M&A due diligence is an important part of the M&A process. It involves assessing the value and viability of the target company and the proposed transaction. This includes collecting information about the target company’s operations, finances, legal structure, management team, competitors, and customers.

What is the meaning of M&A due diligence?

M&A due diligence is the process of investigating a target company. It consists of several elements, including Business, financial, and legal investigation and Asset and liability review. 

When conducting M&A due diligence, you’ll need to look at all aspects of your target’s business as well as its financial health. This will include examining their balance sheet as well as their cash flow statements; it will also involve an assessment of risk factors such as litigation risk or intellectual property infringement issues that could affect profitability in future years (or even months). You should also perform legal research on any contracts or agreements that might impact the acquisition process moving forward—this includes leases on real estate properties used by your target company, the licensing agreement with third parties who produce goods sold under their brand name (such as toys), etcetera).

M&A due diligence report 

The final report includes combining, tabulating and analyzing the information received until now. By conducting due diligence, the buyer company understands what it is getting in terms of IP in any M&A deal and ascertains whether the buyer is not overpaying for such IP.

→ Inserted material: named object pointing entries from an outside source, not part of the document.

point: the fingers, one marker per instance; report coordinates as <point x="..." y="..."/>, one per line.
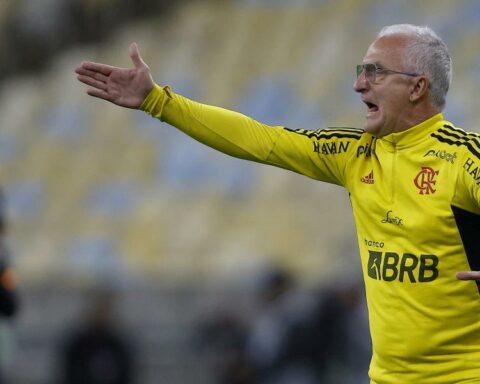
<point x="96" y="67"/>
<point x="135" y="56"/>
<point x="468" y="275"/>
<point x="94" y="75"/>
<point x="92" y="82"/>
<point x="99" y="93"/>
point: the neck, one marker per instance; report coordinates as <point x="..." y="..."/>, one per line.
<point x="417" y="115"/>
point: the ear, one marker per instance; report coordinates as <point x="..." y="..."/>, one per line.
<point x="419" y="88"/>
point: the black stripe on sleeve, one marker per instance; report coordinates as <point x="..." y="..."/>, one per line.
<point x="468" y="225"/>
<point x="328" y="133"/>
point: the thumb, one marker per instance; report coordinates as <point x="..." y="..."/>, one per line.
<point x="134" y="53"/>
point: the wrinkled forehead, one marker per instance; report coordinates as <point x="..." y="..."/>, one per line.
<point x="388" y="50"/>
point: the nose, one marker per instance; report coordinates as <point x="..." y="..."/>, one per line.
<point x="361" y="84"/>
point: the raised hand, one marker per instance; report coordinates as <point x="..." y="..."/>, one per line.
<point x="121" y="86"/>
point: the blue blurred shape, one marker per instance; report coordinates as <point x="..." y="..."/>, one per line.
<point x="25" y="198"/>
<point x="114" y="198"/>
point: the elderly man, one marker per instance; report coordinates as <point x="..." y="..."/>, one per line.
<point x="413" y="179"/>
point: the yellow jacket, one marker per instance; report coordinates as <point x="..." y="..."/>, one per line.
<point x="416" y="202"/>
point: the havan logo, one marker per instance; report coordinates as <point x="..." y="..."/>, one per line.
<point x="425" y="180"/>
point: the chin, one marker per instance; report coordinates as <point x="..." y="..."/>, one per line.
<point x="372" y="127"/>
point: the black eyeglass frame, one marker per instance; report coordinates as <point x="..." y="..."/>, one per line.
<point x="372" y="69"/>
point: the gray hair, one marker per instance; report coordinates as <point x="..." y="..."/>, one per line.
<point x="427" y="55"/>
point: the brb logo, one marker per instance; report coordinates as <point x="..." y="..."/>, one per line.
<point x="425" y="180"/>
<point x="389" y="266"/>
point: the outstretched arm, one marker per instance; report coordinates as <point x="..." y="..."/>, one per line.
<point x="121" y="86"/>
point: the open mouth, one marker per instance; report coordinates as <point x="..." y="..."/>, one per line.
<point x="371" y="107"/>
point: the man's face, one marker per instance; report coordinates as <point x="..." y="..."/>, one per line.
<point x="388" y="97"/>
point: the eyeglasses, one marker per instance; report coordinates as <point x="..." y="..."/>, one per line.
<point x="372" y="70"/>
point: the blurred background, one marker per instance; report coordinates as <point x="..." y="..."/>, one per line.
<point x="144" y="257"/>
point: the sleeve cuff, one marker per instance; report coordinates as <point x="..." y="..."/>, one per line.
<point x="156" y="101"/>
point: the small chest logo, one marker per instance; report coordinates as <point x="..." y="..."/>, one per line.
<point x="368" y="179"/>
<point x="425" y="180"/>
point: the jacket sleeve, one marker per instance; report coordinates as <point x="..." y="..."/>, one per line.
<point x="467" y="191"/>
<point x="321" y="155"/>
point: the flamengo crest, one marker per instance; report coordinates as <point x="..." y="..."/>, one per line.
<point x="425" y="180"/>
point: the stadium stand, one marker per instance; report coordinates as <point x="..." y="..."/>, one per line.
<point x="96" y="193"/>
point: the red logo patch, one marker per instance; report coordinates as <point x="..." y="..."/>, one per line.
<point x="425" y="180"/>
<point x="368" y="179"/>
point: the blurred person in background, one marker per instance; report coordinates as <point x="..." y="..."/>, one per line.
<point x="414" y="183"/>
<point x="9" y="301"/>
<point x="278" y="346"/>
<point x="96" y="351"/>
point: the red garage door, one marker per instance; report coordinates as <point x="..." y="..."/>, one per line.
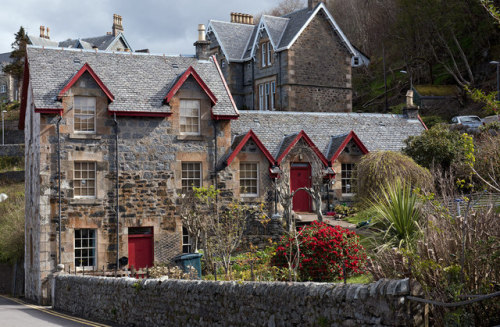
<point x="140" y="247"/>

M&A due diligence checklist

Here is a checklist of items to be included in the comprehensive M&A Due Diligence:

Company profile

Company profile, Financial statements (including audited financials), and tax returns (including tax opinions). 

Company History

Company history, including any significant events that may have occurred since the last audit or review. If there have been changes in management or ownership since then, please provide an updated list of all officers, directors, beneficial owners, and individuals holding more than 5% of your company’s stock (if applicable).

Structure chart

Structure chart showing all companies involved in this transaction with their respective percentages owned by each party. Please include all entities involved as well as any individuals who will hold shares or debt securities after closing.

Ownership structure 

Provide details for M&A Due Diligence on how control over your organization is currently exercised by its shareholders/members/partners; describe how they intend ownership will be exercised after closing; provide evidence that any necessary approvals have been obtained from third parties such as lenders who may need consents before releasing funds related specifically toward this acquisition transaction.* Operations & Management – Describe what makes up your core business model. Who do you compete against? What kind of customers do you serve? How are products produced/delivered? Are there any unique aspects of these processes that might affect how competitors operate differently?”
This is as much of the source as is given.